I am trying to use python polars over pandas sql for a large dataframe as I am running into memory errors. There are two where conditions that are utilized in this dataframe but can't get the syntax right.

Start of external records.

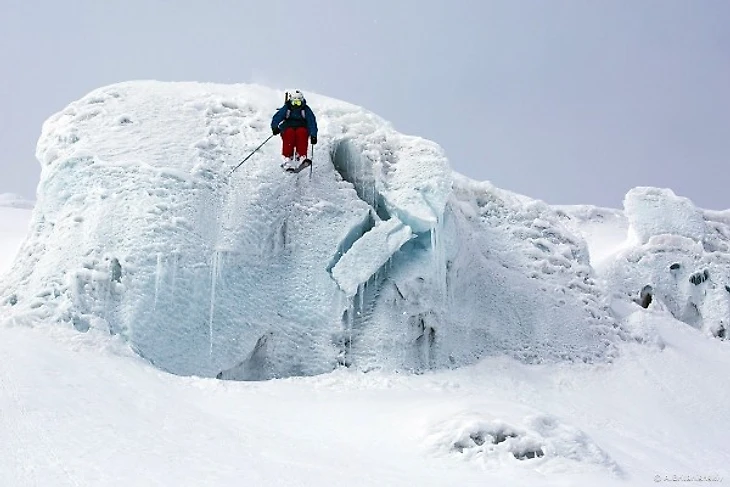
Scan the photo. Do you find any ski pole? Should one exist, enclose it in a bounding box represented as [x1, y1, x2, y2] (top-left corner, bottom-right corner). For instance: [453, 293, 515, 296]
[228, 134, 274, 177]
[309, 145, 314, 179]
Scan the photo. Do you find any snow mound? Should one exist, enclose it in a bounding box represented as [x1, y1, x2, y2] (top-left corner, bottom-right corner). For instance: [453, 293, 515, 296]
[425, 412, 621, 476]
[624, 187, 707, 244]
[0, 82, 617, 379]
[0, 193, 34, 210]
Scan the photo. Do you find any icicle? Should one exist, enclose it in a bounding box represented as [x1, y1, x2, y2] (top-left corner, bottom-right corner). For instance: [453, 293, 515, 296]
[431, 221, 448, 306]
[171, 253, 180, 298]
[153, 252, 162, 309]
[208, 250, 221, 357]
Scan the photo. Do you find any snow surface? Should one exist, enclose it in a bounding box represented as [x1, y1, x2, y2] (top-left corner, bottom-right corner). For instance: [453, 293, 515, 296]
[0, 82, 730, 486]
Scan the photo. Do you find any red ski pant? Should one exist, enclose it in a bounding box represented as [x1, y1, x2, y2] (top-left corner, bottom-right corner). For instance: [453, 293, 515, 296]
[281, 127, 309, 159]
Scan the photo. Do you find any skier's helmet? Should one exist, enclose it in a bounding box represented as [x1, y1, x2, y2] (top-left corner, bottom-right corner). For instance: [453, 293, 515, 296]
[289, 90, 304, 107]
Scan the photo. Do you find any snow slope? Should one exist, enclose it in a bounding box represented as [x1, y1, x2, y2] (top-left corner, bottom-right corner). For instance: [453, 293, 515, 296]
[0, 194, 33, 273]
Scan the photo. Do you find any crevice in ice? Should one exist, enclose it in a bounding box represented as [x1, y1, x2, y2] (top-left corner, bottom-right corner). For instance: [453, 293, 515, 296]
[332, 140, 390, 220]
[639, 284, 654, 308]
[216, 332, 274, 381]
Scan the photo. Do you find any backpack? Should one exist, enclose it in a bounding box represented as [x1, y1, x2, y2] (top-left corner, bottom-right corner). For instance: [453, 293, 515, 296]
[284, 91, 307, 120]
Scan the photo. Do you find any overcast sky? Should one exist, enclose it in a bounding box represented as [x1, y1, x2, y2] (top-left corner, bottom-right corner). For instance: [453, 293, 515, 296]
[0, 0, 730, 209]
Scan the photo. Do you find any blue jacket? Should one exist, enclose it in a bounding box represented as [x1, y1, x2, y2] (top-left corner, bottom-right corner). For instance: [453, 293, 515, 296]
[271, 100, 317, 137]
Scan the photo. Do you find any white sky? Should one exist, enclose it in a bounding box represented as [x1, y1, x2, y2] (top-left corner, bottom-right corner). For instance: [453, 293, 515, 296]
[0, 0, 730, 209]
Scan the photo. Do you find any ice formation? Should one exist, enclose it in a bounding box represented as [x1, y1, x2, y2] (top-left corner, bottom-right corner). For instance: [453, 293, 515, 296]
[0, 82, 730, 379]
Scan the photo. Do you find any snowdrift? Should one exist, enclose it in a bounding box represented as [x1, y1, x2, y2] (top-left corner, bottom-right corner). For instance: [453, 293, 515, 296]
[0, 82, 730, 380]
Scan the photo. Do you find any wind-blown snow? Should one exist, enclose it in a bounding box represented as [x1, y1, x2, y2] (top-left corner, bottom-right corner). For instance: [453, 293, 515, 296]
[0, 83, 730, 487]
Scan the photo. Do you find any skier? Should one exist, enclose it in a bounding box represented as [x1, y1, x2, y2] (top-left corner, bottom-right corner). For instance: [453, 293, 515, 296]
[271, 90, 317, 170]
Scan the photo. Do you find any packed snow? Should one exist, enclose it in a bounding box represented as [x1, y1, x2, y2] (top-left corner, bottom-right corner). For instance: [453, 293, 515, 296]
[0, 82, 730, 486]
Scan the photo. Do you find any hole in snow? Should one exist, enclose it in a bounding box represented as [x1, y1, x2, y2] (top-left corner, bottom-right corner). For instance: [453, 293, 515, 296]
[715, 325, 727, 340]
[689, 269, 710, 286]
[512, 448, 545, 460]
[110, 257, 122, 282]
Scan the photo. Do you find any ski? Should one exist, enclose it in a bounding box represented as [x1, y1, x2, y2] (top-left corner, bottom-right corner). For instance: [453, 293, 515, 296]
[286, 159, 312, 173]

Here is what the data looks like:
Key | Field | DateColumn |
---|---|---|
1234 | Plumb | 2020-02-01 |
1234 | Plumb | 2020-03-01 |
1234 | Pear | 2020-04-01 |
import pandas as pd
import datetime as dt
import pandasql as ps
d = {'Key':
[1234, 1234, 1234, 1234, 1234, 1234, 1234,
1234, 1234, 1234, 1234, 2456, 2456, 2456, 2456, 2456, 2456, 2456, 2456, 2456, 2456, 2456, 3754, 3754, 3754, 3754, 3754, 3754, 3754, 3754, 3754, 3754, 3754],
'Field':[
"Plumb", "Plumb", "Pear", "Plumb", "Orange", "Pear", "Plumb", "Plumb", "Pear", "Apple", "Plumb", "Orange", "Orange", "Apple", "Apple", "Pear", "Apple", "Plumb", "Plumb", "Orange", "Orange", "Pear", "Plumb", "Pear", "Plumb", "Pear", "Apple", "Plumb", "Orange", "Pear", "Apple", "Pear", "Apple"],
'DateColumn':[
'2020-02-01', '2020-03-01', '2020-04-01', '2020-05-01', '2020-06-01', '2020-07-01', '2020-08-01', '2020-09-01', '2020-10-01', '2020-11-01', '2020-12-01', '2020-02-01', '2020-03-01', '2020-04-01', '2020-05-01', '2020-06-01', '2020-07-01', '2020-08-01', '2020-09-01', '2020-10-01', '2020-11-01', '2020-12-01', '2020-02-01', '2020-03-01', '2020-04-01', '2020-05-01', '2020-06-01', '2020-07-01', '2020-08-01', '2020-09-01', '2020-10-01', '2020-11-01', '2020-12-01'
]}
df = pd.DataFrame(data=d)
df['DateColumn'] = pd.to_datetime(df['DateColumn'])
df['PreviousMonth'] = df['DateColumn'] - pd.DateOffset(months=1)
df_output = ps.sqldf("""
select
a.Key
,a.Field
,b.Field as PreviousField
,a.DateColumn
,b.DateColumn as PreviousDate
from df as a, df as b
where a.Key = b.Key
and b.DateColumn = a.PreviousMonth
""")
print(df_output.head())
Key Field DateColumn PreviousDate
0 1234 Plumb 2020-03-01 00:00:00.000000 2020-02-01 00:00:00.000000
1 1234 Pear 2020-04-01 00:00:00.000000 2020-03-01 00:00:00.000000
2 1234 Plumb 2020-05-01 00:00:00.000000 2020-04-01 00:00:00.000000
3 1234 Orange 2020-06-01 00:00:00.000000 2020-05-01 00:00:00.000000
4 1234 Pear 2020-07-01 00:00:00.000000 2020-06-01 00:00:00.000000
I have tried to do
data_output = df.join(df, left_on='Key', right_on='Key')
But unable to find a good example on how to put the two conditions on the join condition.